Matteo Davitti alla guida della Filca Cisl Romagna: dignità e sicurezza le sfide del dopo PNRR
Il nuovo Segretario Generale della Filca Cisl Romagna, Matteo Davitti, è stato ospite del programma televisivo “Fatti e Opinioni” su Videoregione per tracciare le linee guida del suo mandato e analizzare lo stato di salute del comparto edile nel territorio romagnolo. L’elezione, ufficializzata dal Consiglio Direttivo della federazione, vede Davitti raccogliere il testimone di Roberto Casanova alla guida di una struttura che oggi tutela oltre quattromila lavoratori nelle province di Forlì-Cesena, Ravenna e Rimini, affiancato dai componenti di segreteria Luca Koslovski e Luca Rossi.
L’insediamento del nuovo Segretario avviene in un momento di profonda trasformazione per il settore delle costruzioni, segnato dal passaggio tra l’euforia dei bonus edilizi e l’incertezza del post-PNRR. Durante il suo intervento televisivo, Davitti ha sottolineato come l’epoca dei bonus abbia agito da volano economico durante la pandemia, generando però al contempo un ginepraio burocratico e distorsioni normative che hanno talvolta favorito realtà improvvisate a discapito della solidità industriale e della sicurezza sul lavoro.
Il programma della nuova segreteria mette al centro il concetto di “sindacato di prossimità”, con l’obiettivo dichiarato di rafforzare la presenza della Filca direttamente nei cantieri.

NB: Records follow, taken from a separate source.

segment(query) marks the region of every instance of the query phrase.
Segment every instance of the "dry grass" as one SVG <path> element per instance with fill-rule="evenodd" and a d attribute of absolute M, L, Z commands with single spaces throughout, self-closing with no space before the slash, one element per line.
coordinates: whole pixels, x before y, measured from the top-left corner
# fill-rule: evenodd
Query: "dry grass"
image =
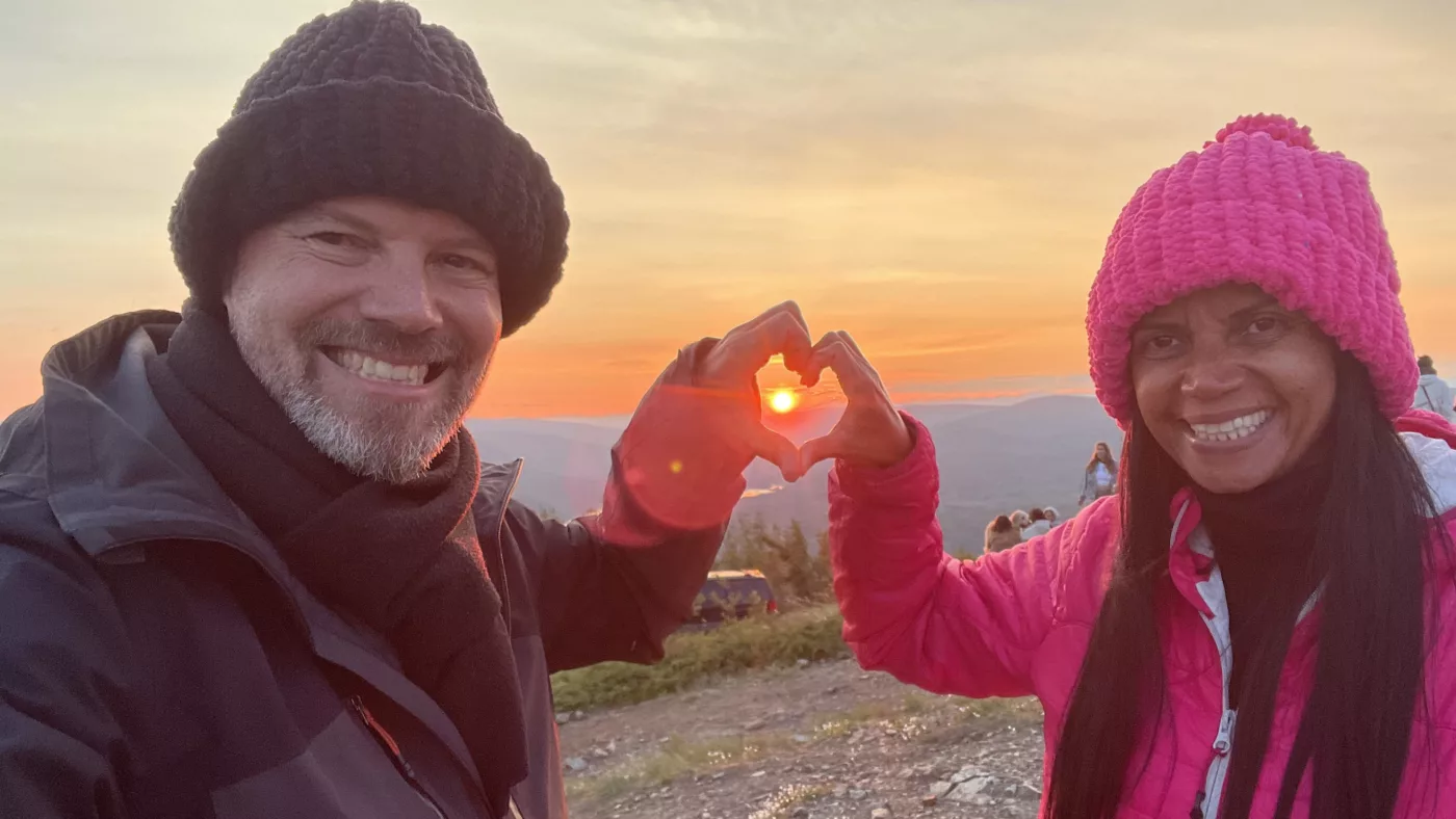
<path fill-rule="evenodd" d="M 846 658 L 842 626 L 839 608 L 830 604 L 673 634 L 657 665 L 607 662 L 563 671 L 552 675 L 552 692 L 562 711 L 626 706 L 748 669 Z"/>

Per il neo Segretario, la sfida principale riguarda il monitoraggio delle grandi opere ancora in corso sul territorio – dall’hub portuale di Ravenna alla E45, fino ai lungomare romagnoli – affinché la fine dei finanziamenti europei non si traduca in una contrazione dei diritti. Davitti ha ribadito con fermezza che ogni cantiere deve essere un luogo di dignità, dove la tutela dei lavoratori resti il faro dell’attività sindacale.
Un pilastro fondamentale della strategia per il prossimo mandato sarà la valorizzazione degli enti bilaterali e delle Scuole Edili, istituzioni con oltre un secolo di storia. In un mercato che risente ancora di una forte spinta inflazionistica, la formazione professionale emerge come l’unico strumento capace di restituire prestigio e dignità a un mestiere che necessita di competenze tecniche sempre più elevate. La qualificazione del settore, secondo la visione della nuova guida della Filca Cisl Romagna, passa inevitabilmente attraverso il rispetto rigoroso dei contratti e un investimento costante sul capitale umano per garantire un futuro solido a migliaia di addetti.